# Cosmos-Predict2.5 on DROID

Minimal example running Cosmos-Predict2.5 on a sample from the DROID dataset (used for later finetuning).

## Model note

- **2B distilled**: Text2World only (text-to-video). No image/video conditioning. Use for fast text-only generation.
- **2B post-trained**: Full base model — Text2World, Image2World, Video2World. Use for image/video conditioning (e.g.
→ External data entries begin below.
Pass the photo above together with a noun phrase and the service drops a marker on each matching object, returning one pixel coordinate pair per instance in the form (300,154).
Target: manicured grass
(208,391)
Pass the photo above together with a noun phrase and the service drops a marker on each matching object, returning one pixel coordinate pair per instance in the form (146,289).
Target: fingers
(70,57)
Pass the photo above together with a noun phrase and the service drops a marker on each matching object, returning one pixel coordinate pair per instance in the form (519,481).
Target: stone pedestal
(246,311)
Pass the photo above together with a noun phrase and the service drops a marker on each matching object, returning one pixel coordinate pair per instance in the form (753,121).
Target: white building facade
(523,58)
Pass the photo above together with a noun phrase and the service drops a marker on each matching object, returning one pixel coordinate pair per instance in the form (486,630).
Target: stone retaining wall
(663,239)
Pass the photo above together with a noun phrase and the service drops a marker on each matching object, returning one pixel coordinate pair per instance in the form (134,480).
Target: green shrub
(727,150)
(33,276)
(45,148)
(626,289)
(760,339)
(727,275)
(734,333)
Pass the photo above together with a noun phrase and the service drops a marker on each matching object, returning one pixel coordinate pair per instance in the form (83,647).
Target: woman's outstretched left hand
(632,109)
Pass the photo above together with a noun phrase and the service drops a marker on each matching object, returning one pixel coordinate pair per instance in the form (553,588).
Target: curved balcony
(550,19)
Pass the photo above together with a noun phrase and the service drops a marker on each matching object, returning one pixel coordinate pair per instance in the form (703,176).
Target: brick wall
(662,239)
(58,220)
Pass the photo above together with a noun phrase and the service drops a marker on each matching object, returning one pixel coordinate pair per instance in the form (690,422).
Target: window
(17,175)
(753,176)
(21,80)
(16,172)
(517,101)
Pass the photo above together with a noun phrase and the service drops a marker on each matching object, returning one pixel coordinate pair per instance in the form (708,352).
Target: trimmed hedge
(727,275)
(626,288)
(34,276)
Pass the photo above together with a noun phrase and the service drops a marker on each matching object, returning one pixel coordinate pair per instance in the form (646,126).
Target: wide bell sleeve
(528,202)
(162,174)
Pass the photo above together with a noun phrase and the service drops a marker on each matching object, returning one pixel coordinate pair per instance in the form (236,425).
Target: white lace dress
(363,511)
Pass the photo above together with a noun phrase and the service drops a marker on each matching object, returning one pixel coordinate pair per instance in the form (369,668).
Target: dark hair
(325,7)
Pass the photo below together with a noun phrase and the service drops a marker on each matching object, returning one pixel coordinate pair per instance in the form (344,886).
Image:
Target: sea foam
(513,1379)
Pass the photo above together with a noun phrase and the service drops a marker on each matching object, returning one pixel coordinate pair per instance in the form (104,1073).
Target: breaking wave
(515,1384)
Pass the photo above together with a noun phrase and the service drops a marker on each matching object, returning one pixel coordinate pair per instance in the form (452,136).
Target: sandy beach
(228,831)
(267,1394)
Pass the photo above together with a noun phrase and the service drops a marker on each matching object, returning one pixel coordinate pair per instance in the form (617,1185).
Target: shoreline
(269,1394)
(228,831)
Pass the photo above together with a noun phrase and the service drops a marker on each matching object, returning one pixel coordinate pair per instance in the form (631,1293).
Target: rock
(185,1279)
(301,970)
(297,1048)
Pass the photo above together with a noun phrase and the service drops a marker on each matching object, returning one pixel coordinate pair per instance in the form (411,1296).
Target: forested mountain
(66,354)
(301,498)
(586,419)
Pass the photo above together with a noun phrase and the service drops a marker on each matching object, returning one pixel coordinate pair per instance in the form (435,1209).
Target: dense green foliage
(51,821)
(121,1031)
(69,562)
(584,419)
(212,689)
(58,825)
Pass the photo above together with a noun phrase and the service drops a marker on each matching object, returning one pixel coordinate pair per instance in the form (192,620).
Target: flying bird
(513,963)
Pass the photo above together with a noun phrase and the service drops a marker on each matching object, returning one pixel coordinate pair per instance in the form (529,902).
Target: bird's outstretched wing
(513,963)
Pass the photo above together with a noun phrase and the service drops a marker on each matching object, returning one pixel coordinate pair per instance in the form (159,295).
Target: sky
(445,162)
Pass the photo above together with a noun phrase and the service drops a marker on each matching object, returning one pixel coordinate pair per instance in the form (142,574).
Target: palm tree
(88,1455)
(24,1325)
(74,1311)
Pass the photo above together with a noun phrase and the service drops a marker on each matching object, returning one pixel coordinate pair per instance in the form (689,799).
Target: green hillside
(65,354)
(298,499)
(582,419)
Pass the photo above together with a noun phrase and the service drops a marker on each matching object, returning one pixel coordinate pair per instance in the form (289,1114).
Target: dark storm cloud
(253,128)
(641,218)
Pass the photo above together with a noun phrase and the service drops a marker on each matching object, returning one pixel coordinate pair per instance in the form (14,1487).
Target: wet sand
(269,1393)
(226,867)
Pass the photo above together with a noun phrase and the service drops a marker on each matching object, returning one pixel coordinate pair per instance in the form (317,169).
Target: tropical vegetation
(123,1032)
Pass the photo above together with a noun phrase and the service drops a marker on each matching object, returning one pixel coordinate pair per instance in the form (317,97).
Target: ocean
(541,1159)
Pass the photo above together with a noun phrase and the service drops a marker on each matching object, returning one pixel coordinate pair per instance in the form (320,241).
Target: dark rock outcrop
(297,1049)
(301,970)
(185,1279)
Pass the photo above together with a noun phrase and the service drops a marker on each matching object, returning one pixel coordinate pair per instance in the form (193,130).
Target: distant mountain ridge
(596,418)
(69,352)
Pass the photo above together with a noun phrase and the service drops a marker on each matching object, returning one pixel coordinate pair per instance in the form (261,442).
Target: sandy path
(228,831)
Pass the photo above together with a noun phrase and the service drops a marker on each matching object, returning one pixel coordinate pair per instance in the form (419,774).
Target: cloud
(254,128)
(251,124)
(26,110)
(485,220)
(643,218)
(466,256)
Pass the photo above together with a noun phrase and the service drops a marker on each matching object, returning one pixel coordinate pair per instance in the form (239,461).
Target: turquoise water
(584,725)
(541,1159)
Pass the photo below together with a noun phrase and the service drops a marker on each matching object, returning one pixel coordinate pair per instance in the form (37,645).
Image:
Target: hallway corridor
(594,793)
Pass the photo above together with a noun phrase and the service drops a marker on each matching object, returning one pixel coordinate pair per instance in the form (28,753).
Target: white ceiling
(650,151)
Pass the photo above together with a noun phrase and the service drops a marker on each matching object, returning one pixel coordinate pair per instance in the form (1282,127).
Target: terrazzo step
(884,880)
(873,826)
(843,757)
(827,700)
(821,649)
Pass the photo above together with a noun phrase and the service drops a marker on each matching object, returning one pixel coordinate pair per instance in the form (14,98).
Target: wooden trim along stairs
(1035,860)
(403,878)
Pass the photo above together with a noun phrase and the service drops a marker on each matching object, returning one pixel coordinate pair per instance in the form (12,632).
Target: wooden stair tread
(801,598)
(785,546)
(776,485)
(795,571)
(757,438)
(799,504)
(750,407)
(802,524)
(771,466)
DROID clips).

This example uses **2B/post-trained** with **Video2World** so we condition on a DROID video clip.

## Setup (one-time)

1. **Conda env and install** (from repo root):

   ```bash
   conda activate cosmos-predict
   export UV_CACHE_DIR=/data/cameron/vidgen/.cache/uv
   export HF_HOME=/data/cameron/vidgen/.cache/huggingface
   uv sync --extra=cu128 --active --inexact
   ```

   If you hit disk quota in home, ensure `UV_CACHE_DIR` and `HF_HOME` point to a directory on a volume with space (e.g. under `/data/cameron/vidgen`).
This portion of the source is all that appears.